The rich man’s storage for self-repletion is not the charity of the faithful congregation. From the treasury many gifts are brought forth – to use the image from another parable – for the sake of others. This other wealthy man is altruistic, he cares for the other, and meets his own well-being in doing so. This other man is rich “towards God”. We do know that wealth is of many types. We must be aware of the wealth we acquire, what sort of stuff it is, how it can be used effectively here and now.
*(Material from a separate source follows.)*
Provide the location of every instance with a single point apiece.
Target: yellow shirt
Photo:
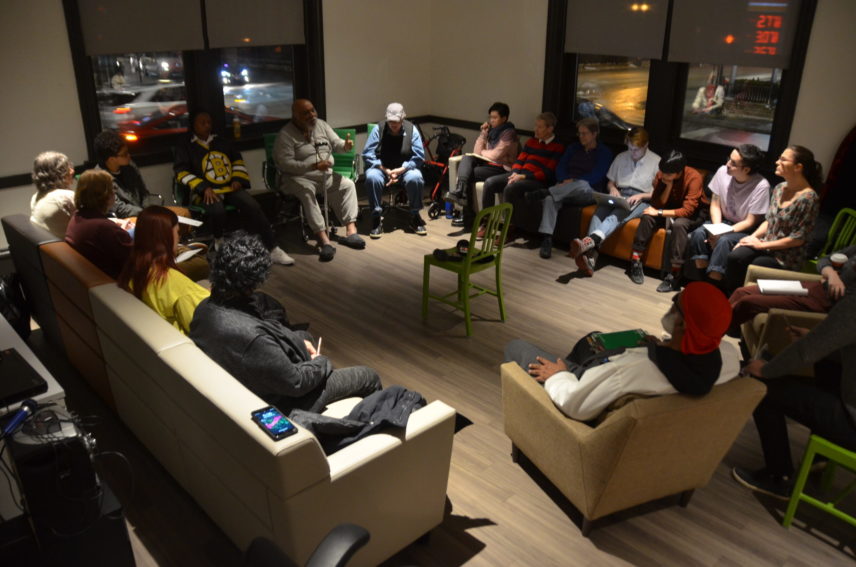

Jesus tells of two disparate types of wealth, that which can be stored up, but for whose benefit? After all, if the rich man dies when he has accrued so much, “Who benefits?” Obviously, Jesus has a very different goal in his economics. Instead of building a jail to incarcerate the goods of the harvest, he wants it to benefit rich and poor, just as the collect implores us, to use harvest for the glory of God.
I would say the glory of God is revealed in life in all its fullness, when the harvest is distributed for the care of all.
The poet speaks of the activity of people as he characterises Autumn in his poem. He speaks of a world in symbols – poets do that, don’t they, they make life substantial through metaphor, analogy and simile: the poet’s word pictures draw us into a world in which we can dwell, the world of a bold intentionality. Jesus also does the same with this parable. He characterises the everyday world of cupidity and turns it on its head. Let us celebrate harvest anew, aware that our possessions will one day pass to others. Let us build the new storehouses, but let them be places whence generosity flows.
Today we give thanks for this harvest, remembering nature’s bounty and human ingenuity. Let autumn be the season of resolve here and now in our care for ourselves and one another. Let autumn’s harvest reveal that everything truly is for the greater glory of God.